Olga let her limpid blue eyes rest on him, and answered quickly: “It is the Party.”
(特別有趣的是蘇聯文學中的情感描寫。我這裡有兩個隨便挑出來的例子(只放了一個)。首先是大心臟,由安東諾夫於1957年成系列地出版:
歐加沉默了。
「啊,」弗拉德米爾叫道,「你為什麼不能像我愛你一樣愛我。」
「我愛我的祖國,」她說。
「我也愛,」他叫道。
「但是我有一樣更愛的東西,」歐加繼續說,將自己從年輕人的懷抱中推開。
「那是?」他問道。
歐加用湛藍的眼睛看着他,快速地說:「我更愛黨。」)
In the nineteenth century genius not only survived, but flourished, because public opinion was stronger than any Tsar and because, on the other hand, the good reader refused to be controlled by the utilitarian ideas of progressive critics. In the present era when public opinion in Russia is completely crushed by the government, the good reader may perhaps still exist there, somewhere in Tomsk or Atomsk, but his voice is not heard, his diet is supervised, his mind divorced from the minds of his brothers abroad.

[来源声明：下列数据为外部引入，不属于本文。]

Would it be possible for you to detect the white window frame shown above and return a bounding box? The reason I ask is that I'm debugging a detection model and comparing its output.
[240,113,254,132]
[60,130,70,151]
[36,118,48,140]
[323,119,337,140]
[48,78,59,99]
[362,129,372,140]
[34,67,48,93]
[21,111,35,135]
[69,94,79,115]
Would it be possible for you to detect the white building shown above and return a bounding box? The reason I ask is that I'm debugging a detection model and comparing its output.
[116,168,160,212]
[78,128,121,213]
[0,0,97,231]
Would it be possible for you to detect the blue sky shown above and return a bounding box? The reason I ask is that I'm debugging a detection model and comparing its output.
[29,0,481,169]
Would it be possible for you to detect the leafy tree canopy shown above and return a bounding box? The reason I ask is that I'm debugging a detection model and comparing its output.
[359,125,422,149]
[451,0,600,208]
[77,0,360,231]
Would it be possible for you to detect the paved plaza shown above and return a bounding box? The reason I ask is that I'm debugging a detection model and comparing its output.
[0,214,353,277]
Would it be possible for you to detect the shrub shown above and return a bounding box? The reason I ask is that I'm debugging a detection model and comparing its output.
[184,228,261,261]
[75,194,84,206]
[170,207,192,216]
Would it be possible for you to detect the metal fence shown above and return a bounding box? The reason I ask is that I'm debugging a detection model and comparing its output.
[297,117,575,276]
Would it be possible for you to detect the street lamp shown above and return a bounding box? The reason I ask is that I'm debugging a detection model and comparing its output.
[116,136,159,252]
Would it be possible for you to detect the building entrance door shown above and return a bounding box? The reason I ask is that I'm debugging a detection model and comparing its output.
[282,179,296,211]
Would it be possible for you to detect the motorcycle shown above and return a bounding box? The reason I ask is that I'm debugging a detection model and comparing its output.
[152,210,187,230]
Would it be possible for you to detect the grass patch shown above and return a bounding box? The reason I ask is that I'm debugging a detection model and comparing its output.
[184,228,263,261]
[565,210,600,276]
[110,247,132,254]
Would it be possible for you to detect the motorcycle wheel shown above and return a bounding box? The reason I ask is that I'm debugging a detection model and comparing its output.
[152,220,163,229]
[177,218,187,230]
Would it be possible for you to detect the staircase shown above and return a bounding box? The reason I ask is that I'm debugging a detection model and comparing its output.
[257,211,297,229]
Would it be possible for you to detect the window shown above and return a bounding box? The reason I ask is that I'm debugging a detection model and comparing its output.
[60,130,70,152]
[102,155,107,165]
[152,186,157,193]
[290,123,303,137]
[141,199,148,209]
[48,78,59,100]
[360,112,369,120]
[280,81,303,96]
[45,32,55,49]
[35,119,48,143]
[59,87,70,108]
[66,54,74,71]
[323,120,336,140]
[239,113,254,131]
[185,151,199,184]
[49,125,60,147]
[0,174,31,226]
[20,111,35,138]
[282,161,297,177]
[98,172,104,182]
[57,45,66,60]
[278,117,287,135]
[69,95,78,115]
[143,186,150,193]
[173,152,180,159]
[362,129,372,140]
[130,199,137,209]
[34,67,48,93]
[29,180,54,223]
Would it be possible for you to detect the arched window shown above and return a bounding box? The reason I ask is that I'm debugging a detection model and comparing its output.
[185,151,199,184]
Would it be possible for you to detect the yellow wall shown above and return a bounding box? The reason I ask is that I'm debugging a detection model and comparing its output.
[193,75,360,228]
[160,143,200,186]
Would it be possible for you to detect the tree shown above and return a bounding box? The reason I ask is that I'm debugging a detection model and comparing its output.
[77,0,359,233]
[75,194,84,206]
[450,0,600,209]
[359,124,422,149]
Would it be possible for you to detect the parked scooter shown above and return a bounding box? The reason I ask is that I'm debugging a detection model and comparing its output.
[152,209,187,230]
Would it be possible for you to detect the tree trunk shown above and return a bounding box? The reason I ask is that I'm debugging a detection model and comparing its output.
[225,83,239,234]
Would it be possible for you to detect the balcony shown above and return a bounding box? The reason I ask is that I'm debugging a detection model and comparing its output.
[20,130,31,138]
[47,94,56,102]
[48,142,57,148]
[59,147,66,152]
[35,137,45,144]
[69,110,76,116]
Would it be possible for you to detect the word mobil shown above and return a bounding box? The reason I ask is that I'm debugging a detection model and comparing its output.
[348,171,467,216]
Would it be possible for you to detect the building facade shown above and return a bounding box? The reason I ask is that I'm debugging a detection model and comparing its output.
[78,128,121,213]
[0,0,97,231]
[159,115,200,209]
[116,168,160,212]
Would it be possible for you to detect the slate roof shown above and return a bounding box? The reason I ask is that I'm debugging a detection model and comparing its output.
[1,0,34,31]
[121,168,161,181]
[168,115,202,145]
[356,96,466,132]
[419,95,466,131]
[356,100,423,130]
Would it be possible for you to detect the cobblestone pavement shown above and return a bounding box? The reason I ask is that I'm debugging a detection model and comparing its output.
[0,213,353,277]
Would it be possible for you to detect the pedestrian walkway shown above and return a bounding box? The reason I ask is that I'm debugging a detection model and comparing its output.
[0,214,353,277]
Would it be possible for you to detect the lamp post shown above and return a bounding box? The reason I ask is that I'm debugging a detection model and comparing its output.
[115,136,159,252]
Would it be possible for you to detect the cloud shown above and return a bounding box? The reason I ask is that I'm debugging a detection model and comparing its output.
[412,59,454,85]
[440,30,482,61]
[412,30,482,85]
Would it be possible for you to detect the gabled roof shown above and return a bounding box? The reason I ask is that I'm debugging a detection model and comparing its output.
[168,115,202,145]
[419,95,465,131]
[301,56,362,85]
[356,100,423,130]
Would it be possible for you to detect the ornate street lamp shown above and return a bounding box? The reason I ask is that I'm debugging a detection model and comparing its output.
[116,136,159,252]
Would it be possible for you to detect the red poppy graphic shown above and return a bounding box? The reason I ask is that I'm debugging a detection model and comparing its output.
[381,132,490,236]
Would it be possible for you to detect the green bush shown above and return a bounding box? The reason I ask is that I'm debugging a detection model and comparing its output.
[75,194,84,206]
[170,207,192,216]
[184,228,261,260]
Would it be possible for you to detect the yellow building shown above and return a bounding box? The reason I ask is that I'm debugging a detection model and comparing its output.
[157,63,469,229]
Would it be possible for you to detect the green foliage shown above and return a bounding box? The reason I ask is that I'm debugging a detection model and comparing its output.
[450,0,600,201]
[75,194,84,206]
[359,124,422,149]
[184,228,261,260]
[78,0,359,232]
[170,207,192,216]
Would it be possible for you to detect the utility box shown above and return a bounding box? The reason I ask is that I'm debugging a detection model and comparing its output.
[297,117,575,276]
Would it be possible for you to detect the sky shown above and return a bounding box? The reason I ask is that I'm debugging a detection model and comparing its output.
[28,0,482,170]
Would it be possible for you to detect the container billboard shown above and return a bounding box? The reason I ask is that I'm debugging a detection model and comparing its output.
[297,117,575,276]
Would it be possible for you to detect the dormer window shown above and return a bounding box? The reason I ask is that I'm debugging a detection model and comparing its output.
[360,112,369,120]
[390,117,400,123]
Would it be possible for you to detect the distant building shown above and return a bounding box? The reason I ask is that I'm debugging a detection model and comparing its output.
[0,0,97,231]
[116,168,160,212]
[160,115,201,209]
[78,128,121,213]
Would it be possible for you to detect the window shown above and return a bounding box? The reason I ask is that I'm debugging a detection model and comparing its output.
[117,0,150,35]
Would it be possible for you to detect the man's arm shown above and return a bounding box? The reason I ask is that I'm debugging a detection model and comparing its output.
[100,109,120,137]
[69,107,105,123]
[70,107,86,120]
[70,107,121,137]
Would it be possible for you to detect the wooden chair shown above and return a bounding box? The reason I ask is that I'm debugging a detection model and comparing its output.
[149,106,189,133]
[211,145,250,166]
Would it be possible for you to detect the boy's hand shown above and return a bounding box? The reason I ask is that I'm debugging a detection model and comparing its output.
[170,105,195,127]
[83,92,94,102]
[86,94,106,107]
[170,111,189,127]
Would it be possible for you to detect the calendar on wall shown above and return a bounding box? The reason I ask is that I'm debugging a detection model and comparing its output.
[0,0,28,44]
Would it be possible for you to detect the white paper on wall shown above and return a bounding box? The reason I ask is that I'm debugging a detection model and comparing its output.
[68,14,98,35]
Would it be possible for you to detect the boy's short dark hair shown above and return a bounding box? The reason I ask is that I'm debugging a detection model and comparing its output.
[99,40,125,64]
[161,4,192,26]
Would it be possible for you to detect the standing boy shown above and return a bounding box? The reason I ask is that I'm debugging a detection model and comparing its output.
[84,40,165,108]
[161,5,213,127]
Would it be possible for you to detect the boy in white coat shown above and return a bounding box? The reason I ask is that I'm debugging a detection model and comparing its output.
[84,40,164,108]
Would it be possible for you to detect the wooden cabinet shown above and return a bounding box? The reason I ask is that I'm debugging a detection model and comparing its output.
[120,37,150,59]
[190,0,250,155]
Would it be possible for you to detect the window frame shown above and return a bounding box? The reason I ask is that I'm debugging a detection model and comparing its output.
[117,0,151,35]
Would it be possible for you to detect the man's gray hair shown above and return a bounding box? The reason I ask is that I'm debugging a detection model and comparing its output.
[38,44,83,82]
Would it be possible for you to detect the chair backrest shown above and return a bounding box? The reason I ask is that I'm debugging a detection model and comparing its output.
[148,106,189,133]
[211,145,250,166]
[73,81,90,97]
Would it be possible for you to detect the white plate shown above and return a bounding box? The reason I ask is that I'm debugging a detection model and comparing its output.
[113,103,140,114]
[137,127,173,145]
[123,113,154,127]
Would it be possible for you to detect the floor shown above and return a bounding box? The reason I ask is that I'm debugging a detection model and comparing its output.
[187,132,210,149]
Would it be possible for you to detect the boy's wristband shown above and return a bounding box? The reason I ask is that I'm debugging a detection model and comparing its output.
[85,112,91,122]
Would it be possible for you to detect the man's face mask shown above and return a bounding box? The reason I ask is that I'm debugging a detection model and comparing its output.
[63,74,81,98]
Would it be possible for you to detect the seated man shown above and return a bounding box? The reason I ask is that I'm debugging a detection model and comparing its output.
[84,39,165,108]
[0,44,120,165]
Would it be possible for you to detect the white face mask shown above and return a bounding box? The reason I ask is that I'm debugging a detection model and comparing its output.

(19世紀的時候天才們不僅存活了下來,並且活得很好,這是因為公眾意見比沙皇更強大,也是因為好的讀者拒絕被進步批評家的功利主義意見所控制。在現在的俄國,公眾意見完全被政府所壓制,好的讀者可能還有,在托木斯克或者阿托木斯克,不過他的聲音沒人能聽到,他能攝入的東西被規管,他的思想和他海外的兄弟們的思想已經分離了。)
這裡讓我想起中國和俄國不太一樣的一個地方。俄國整個併入了蘇聯,即便有些人跑了出來,但數量也不成氣候。在中國則存在港澳台這樣的地方,還是多少保留了一些「海外的兄弟」。他們中間雖然沒有出來傳世之作(也許有人會有不同看法),但還是出來了很多境內沒有創作出來的有趣作品(或者沒有發掘出來的),比如金庸、比如張愛玲、港台本地也還有一些類似朱天心朱天文董啟章也斯陳冠中等寫出有趣作品(很多大概在境內都無法出版,或者因為境內讀者的口味沒有出版)的作家。當然以後會變成怎樣,現在也無法預測。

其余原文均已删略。